Décidément, on ne veut pas savoir. La « race » a la peau dure. Et l’oreille et la mémoire des puissants demeurent sourdes aux voix héritières de celleux qu’il a asservies.

Dans le champ des sciences naturelles européennes, un mouvement intellectuel s’est enfin initié à la fin des années ‘60. Il a démontré que « la race » n’a aucun fondement génétique de discrimination. Il établit que les phénotypes et la mélanine ne sont pas des critères pertinents de différenciation d’hypothétiques sous-espèces humaines. Point. Après les lubies des idéologies racialistes qui justifiaient la colonisation  par la « Civilisation », la référence à « la race » n’est plus audible dans nos sociétés depuis les années 1980’s. 

La « race » n’existe pas.

Sauf que si.

Des déclinaisons de « la race » perpétuent les effets de la racialisation jusqu’à aujourd’hui.
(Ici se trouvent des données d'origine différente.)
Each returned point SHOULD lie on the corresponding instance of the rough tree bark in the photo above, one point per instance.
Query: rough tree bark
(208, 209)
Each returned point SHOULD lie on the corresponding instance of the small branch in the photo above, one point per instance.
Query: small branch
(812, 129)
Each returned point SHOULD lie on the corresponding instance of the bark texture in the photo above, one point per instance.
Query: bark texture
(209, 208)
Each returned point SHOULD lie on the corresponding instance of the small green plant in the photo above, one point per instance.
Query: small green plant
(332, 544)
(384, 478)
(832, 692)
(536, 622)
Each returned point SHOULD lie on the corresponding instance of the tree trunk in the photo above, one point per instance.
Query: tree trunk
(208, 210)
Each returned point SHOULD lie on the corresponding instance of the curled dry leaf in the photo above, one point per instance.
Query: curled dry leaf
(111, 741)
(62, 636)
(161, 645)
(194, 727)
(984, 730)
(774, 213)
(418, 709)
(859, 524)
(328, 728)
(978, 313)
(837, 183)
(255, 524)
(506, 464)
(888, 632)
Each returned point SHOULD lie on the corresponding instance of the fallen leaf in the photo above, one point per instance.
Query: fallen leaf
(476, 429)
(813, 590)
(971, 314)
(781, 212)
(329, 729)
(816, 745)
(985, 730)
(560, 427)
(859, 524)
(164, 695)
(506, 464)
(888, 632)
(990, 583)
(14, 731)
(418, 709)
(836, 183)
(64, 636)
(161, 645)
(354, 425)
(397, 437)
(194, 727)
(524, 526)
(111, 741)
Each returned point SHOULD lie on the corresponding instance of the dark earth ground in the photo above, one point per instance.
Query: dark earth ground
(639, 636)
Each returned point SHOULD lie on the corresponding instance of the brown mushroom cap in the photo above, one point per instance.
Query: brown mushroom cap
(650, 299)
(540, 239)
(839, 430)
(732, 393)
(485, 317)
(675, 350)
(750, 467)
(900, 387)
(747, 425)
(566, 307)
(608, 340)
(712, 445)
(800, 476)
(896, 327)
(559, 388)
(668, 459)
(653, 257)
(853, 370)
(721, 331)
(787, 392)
La hiérarchie sociale et la distribution des rôles demeurent largement structurées par « la race ». Tandis qu’on proteste partout qu’on hait le racisme, les chaînes de valeur mondialisées et la distribution globalisée des richesses demeurent structurellement racistes. Des propagandistes ont recyclé le concept pour dissimuler sa perpétuation en dépit de sa vacuité génétique désormais prouvée. Ils y ont introduit d’autres variables et caractéristiques, ils ont utilisé d’autres mots et discours, ils ont progressivement fabriqué des avatars. Parfois pour échapper à la législation anti-discrimination, notamment en vigueur depuis 1981 en Belgique.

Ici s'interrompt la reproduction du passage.